Continuing the trend, this Atlanta, GA-based airline behemoth presented a rosy picture at its Investor Day, particularly with respect to passenger unit revenues. The stock gained 2.9% on Dec 14, to close the trading session at $5516, after the update.

The carrier issued an encouraging outlook for passenger revenue per available seat miles (PRASM: a key measure of unit revenue) for the current quarter and expects the metric to improve by approximately 4% (the earlier outlook on the metric had called for an improvement in the band of 2% to 4%). Delta expects to perform well on this front in 2018 as well, with PRASM growth estimated in each quarter. We note that Delta is not the only carrier to unveil a bullish unit revenue view for the fourth quarter. Fellow airline players like United Continental Holdings (UAL - Free Report) , Southwest Airlines (LUV - Free Report) and JetBlue Airways (JBLU - Free Report) have done the same recently.

Delta, however, said at the event that due to high fuel costs, the company expects operating margin for the fourth quarter to be approximately 11%, the lowest point of its previously guided range of 11% to 13%. Fuel price per gallon, inclusive of taxes and refinery impact, are now projected between $1.92 and $1.97 (the previous view had projected the metric in the band of $1.82 and $1.87).

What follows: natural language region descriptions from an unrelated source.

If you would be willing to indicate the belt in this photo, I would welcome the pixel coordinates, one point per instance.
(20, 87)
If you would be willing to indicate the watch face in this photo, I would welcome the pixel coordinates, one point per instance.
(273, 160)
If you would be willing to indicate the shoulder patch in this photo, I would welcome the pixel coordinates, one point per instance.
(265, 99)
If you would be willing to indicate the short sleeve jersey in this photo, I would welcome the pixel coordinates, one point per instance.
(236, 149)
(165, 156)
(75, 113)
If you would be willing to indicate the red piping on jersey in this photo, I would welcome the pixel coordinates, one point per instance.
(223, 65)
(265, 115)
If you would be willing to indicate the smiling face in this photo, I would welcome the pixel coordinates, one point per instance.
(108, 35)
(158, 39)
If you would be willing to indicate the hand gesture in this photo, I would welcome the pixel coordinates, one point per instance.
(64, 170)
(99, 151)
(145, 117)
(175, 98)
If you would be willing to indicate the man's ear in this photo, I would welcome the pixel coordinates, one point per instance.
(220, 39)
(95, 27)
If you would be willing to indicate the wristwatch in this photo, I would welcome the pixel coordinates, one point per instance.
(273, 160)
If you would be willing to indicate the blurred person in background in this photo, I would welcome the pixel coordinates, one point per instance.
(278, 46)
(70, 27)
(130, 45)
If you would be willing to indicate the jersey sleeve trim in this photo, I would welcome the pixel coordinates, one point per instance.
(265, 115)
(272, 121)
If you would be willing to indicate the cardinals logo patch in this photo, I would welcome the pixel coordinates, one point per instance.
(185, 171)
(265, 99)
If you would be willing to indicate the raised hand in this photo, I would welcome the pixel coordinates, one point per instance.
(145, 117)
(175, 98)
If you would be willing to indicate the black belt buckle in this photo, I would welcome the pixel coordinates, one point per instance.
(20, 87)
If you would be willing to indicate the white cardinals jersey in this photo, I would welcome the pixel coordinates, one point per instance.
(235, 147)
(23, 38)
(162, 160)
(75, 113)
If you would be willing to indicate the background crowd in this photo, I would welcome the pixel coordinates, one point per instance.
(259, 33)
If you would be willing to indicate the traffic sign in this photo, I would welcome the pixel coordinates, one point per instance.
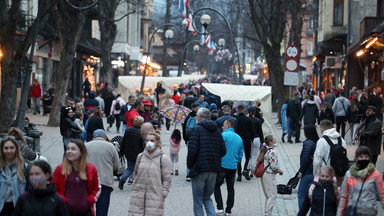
(292, 51)
(291, 65)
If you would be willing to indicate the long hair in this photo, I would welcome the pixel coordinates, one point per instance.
(18, 160)
(264, 148)
(18, 134)
(176, 136)
(311, 132)
(67, 166)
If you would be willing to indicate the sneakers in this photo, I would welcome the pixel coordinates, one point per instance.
(121, 184)
(220, 212)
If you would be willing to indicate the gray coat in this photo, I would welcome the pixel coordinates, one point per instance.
(151, 185)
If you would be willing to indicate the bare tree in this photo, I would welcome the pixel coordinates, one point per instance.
(15, 40)
(70, 23)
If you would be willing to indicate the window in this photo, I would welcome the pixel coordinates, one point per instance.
(338, 12)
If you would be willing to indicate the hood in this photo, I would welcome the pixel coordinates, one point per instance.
(332, 133)
(209, 125)
(92, 95)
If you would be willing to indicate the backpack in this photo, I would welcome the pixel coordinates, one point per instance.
(117, 106)
(338, 156)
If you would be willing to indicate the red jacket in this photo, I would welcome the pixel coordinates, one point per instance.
(94, 187)
(130, 115)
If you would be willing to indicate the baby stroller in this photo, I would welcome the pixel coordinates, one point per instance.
(122, 165)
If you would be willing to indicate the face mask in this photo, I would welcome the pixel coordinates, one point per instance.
(150, 145)
(36, 181)
(362, 163)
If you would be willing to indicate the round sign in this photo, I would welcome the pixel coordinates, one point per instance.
(292, 51)
(291, 65)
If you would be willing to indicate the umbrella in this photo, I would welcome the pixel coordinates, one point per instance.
(176, 113)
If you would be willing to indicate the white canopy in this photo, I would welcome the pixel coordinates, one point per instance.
(246, 93)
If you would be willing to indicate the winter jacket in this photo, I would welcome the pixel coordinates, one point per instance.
(94, 123)
(372, 191)
(18, 186)
(327, 114)
(306, 157)
(340, 106)
(132, 143)
(151, 185)
(322, 150)
(91, 102)
(205, 148)
(310, 113)
(372, 136)
(270, 161)
(41, 202)
(293, 109)
(94, 187)
(235, 149)
(113, 110)
(130, 115)
(245, 127)
(322, 201)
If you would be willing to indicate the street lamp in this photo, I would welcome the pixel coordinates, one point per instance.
(168, 35)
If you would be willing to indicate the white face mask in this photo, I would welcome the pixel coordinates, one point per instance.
(150, 145)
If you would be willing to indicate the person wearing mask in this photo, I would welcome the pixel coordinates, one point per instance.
(306, 161)
(13, 178)
(131, 146)
(370, 133)
(206, 147)
(234, 146)
(104, 156)
(77, 181)
(152, 179)
(362, 187)
(41, 198)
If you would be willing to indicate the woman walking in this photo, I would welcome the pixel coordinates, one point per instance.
(41, 198)
(76, 180)
(13, 177)
(306, 161)
(362, 186)
(152, 179)
(271, 166)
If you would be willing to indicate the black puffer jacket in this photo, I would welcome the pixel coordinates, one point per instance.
(316, 203)
(205, 148)
(132, 143)
(41, 202)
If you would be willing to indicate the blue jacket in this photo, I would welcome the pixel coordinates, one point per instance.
(306, 157)
(18, 187)
(235, 148)
(205, 148)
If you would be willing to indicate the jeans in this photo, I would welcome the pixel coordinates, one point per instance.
(102, 204)
(229, 175)
(128, 172)
(340, 121)
(302, 191)
(202, 188)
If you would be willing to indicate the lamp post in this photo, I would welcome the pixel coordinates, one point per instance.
(168, 35)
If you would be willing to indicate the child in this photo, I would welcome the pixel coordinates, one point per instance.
(155, 121)
(271, 166)
(175, 140)
(322, 194)
(79, 122)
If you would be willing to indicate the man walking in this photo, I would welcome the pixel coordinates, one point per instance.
(246, 132)
(339, 108)
(104, 156)
(234, 146)
(370, 133)
(205, 149)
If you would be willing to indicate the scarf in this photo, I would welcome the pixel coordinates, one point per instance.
(362, 173)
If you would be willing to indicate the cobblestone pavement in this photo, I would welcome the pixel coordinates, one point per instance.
(249, 198)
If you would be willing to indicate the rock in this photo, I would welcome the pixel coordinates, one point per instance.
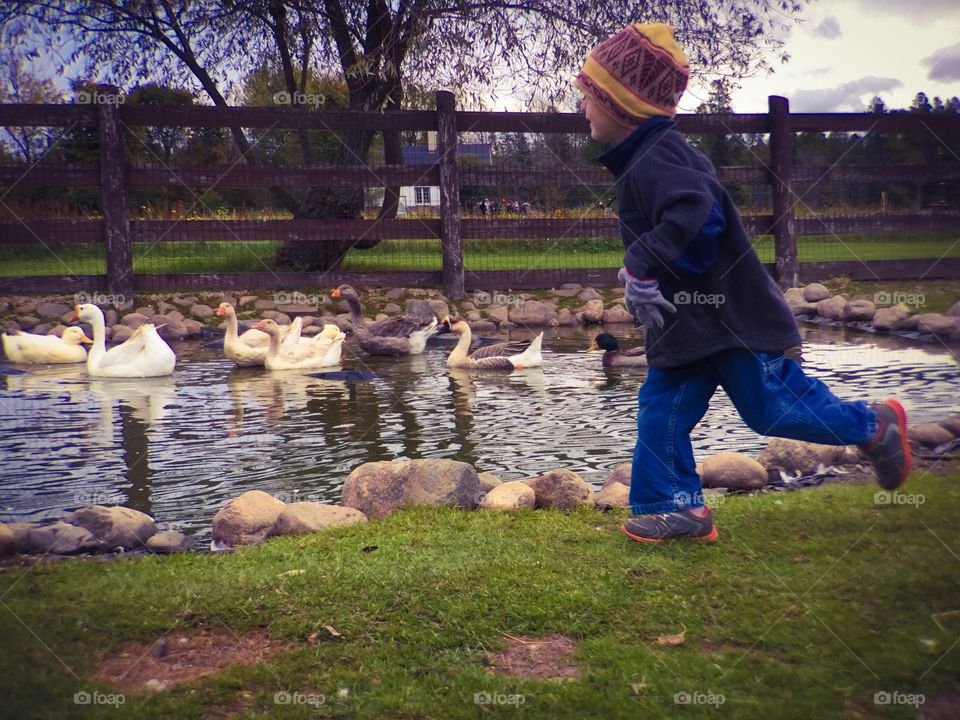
(832, 308)
(377, 488)
(201, 311)
(116, 526)
(561, 489)
(937, 324)
(614, 495)
(929, 434)
(592, 311)
(247, 519)
(515, 495)
(815, 292)
(889, 318)
(52, 310)
(308, 517)
(733, 470)
(793, 455)
(616, 314)
(858, 310)
(532, 313)
(621, 474)
(61, 538)
(169, 542)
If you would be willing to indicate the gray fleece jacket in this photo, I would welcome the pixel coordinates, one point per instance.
(680, 227)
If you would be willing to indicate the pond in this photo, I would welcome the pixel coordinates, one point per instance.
(178, 448)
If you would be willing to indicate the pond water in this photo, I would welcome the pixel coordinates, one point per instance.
(180, 447)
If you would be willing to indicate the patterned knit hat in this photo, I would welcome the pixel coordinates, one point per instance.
(637, 73)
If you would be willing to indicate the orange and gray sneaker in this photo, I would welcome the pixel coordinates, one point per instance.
(695, 524)
(889, 450)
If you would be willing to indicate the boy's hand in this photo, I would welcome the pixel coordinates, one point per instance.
(644, 300)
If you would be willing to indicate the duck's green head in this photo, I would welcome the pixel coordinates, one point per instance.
(604, 341)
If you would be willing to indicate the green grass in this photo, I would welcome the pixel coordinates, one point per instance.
(498, 254)
(810, 604)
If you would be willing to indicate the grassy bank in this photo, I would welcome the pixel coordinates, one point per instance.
(811, 604)
(505, 254)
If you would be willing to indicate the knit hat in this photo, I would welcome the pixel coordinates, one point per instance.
(637, 73)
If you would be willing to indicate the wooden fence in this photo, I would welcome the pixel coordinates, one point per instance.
(116, 231)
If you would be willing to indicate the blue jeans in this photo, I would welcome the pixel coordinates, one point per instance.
(770, 392)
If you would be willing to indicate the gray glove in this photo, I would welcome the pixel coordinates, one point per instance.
(644, 300)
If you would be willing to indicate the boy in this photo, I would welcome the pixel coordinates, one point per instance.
(728, 324)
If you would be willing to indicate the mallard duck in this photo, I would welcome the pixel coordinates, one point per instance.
(613, 356)
(402, 335)
(26, 348)
(145, 354)
(321, 353)
(517, 355)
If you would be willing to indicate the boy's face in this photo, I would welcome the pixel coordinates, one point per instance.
(602, 126)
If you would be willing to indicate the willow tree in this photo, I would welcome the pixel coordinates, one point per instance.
(378, 47)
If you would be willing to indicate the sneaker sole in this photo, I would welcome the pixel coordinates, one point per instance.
(709, 537)
(904, 441)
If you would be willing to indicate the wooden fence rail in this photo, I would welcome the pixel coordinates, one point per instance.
(116, 232)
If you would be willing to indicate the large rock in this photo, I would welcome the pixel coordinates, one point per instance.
(307, 517)
(815, 292)
(561, 489)
(929, 434)
(116, 526)
(515, 495)
(733, 470)
(247, 519)
(169, 542)
(61, 538)
(533, 312)
(378, 488)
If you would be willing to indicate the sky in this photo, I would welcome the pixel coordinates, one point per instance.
(847, 51)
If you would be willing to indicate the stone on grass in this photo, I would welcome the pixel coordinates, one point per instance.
(514, 495)
(733, 470)
(247, 519)
(307, 517)
(561, 489)
(377, 488)
(169, 542)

The carrier expects normalized non-fuel unit costs, including profit sharing expenses, in the band of 5% to 5.5% in the current quarter mainly due to “continued investment in our people and product combined with accelerated depreciation of aircraft retirements.” The metric was earlier projected to grow in the range of 4% to 5%. Capacity is expected to grow in the band of 2.5% to 3% in the final quarter of 2017.

This Zacks Rank #3 (Hold) carrier also sounded confident about performing well in 2018. It expects to end 2018 with earnings per share in the band of $5.35 to 5.70. The projection is higher than the Zacks Consensus Estimate of $5.41 per share. The tax reforms, on materialization, are likely to boost Delta’s 2018 bottom line in the range of $1-1.25. You can see the complete list of today’s Zacks #1 Rank (Strong Buy) stocks here.

The carrier expects to bring down the non-fuel unit cost growth to the range of 0% and 2% (excluding profit sharing) in 2018, thereby aiding its bottom line. Through its prudent cost management, the carrier intends to reduce the growth of the metric below 2% over the long term.

Delta also stated that it remains focused on rewarding its shareholders with dividends and buybacks. The carrier expects to return approximately $2.4 billion to its shareholders this year. Moreover, it intends to return at least 70% of free cash flow to its investors in 2018. Over the long term, the carrier aims to return 20% to 25% of free cash flow to its investors through dividends.

Moreover, the carrier is constantly looking to modernize its fleet. To this end, it announced the decision to buy 100 Airbus A321neo narrow-body planes. Delta has the option to buy 100 more similar jets under the deal. Delivery of the new entrants to Delta’s fleet is expected to start in the first quarter of 2020, continuing till 2023. In fact, Delta expects capital spending levels of approximately $ 4 billion in 2018, up from the estimated $3.7 billion in 2017, with the lion’s share being spent on aircraft.